When it comes to the desire for clarity in academic discourse, too much attention is paid to jargon and not to how certain ticks originating in the anxiety of scholars trying to stay employed in a corrupt system cause them to deploy jargon in an unpleasantly defensive way. That is a defensiveness that gives up what agency the have to directly state the depth of the crisis, who is and what systems are responsible for preventing its mitigation, what can and should be done to force this mitigation to take place and how can we prepare ourselves for the world to come as it emerges. Broadly construed, these are the questions ecocriticism needs to concern itself with. There is nothing to apologise for out of shame, only repair work to be done and a system to overthrow.

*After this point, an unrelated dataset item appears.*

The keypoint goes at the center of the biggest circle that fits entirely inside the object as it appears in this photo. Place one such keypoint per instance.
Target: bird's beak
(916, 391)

There is no plan to prevent the collapse of extractive capitalist realism. What I mean by this term here is both the material infrastructure that underpins the economic system and the affective infrastructure that pours forth from this material that structures the desires many have for the “good life”. The proponents of extractive capitalist realism have shown no interest in substantively pursuing its continuance and nor should we who wish to see its demise. But this impending collapse promises nothing. As researchers like Adrianne Buller have shown, those with the most economic power in extractive capitalist realism are planning for how to retain their power as the collapse approaches. Something far more destructive may well arise from these ruins. And the only way to prevent that is to act with and through the intersubjective transversal desire to make something else happen.